BUSHMAN: People will often come to me when there’s a son-in-law on the verge of leaving the church and they are hoping that I can say something that will turn them around. I’ve decided after a decade of doing this that I can’t. There’s no argument that I can give. If I try to argue with them it goes nowhere. It’s like bible bashing in the mission field. It never gets anywhere.
So I don’t do much of that. I agree with the facts of what people say, all those things did happen, so I don’t refute those things. What I wanted them to see at first was there might be another possible way of looking at them, 0that you don’t have to see them as damning. But now I think more about this person’s life, and what that life is going to be like if they leave the church. How are they going to fill that hole, mend the relationships with their spouse or their mother, or someone or other? And how do they sort of complete their personal life?
So my most common question nowadays is “How do you feel about Jesus Christ?” If they say, “He means everything to me,” I say, “You’re going to be all right. Don’t worry about all this other stuff. Fiddle with it if you’d like, and worry about it, but if you can hold onto Jesus Christ you’ll be okay.”
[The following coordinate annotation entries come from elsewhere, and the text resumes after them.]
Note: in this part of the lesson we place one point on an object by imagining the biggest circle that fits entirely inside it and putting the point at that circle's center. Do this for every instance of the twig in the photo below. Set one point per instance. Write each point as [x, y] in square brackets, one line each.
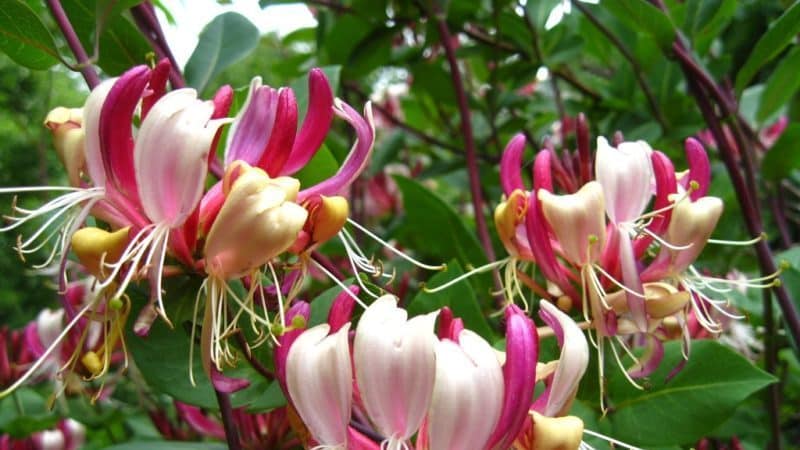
[145, 17]
[231, 435]
[637, 69]
[469, 140]
[86, 69]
More often than not, people give up on everything. They give up on God, they give up on prayers, they give up on Christ, and that’s a great concern to me. So my hope is that they’ll find some other way to anchor their lives and listen to their spiritual impulses, because to shut them off entirely, I think, distorts their personalities. So that’s the direction I go.
HODGES: How do you respond to Mormons who remain in the church that have loved ones leave? What kinds of things do you advise there in terms of how to keep—you mentioned relationships, how important those are.
BUSHMAN: The greatest fear of these people when they leave the church is they’ll break the heart of their mother, or somebody. You’re afraid of what it’s going to do to your family relations. So we’ve had children who are no longer active in the church and we have this motto that “you can leave the church, but you can’t leave the family.” And that has to govern everything. You can’t let your kids leave the family. You can’t do things that will drive them out of the family by annoying them or trying to argue with them. You just have to keep them in the family. That’s the number one priority that exceeds all others by light years. (Transcript link)
From the 2016 Next Mormons Survey, we know that 38% of those who identify as “former Mormons” say they are confident in their testimony of Jesus Christ, with another 20% saying that they retain faith in Jesus Christ, and another 18% saying that they’re not sure. Only 24% of former Mormons report that they do not believe that Jesus Christ is the Savior of the world. Only 20% of former Mormons who say that they no longer believe in God.
Further, I and others have argued in earnest that because of a belief in a truly infinite Atonement, the completion of universal vicarious salvific ordinances, the strong possibility of progression from Kingdom to Kingdom, and the resource of eternity to work with, Mormon theology arguably guarantees a near-universal “happy ending” for all of God’s family, with an eventual eternal family for everyone, regardless of their identification and participation in the LDS institutional program during this brief mortal existence (see here and here, e.g.).
Given that information, how do you see Richard Bushman’s comments? How would this look if applied more deliberately and actively in contemporary LDS culture and institutional practice? How would this affect how we interact with our friends and family (or members of our ward/stake families) who decide to “step away from the church,” as the interview put it? How would this affect the level of concern we have for them and their eternal destiny? What if they ultimately find spiritual meaning in non-Christian (or even non-religious) traditions or contexts? What would the near-universalism (that Mormon theology arguably guarantees) mean for them, how we interact with them, and how we think about their eternal destiny (as well as our own, for that matter)?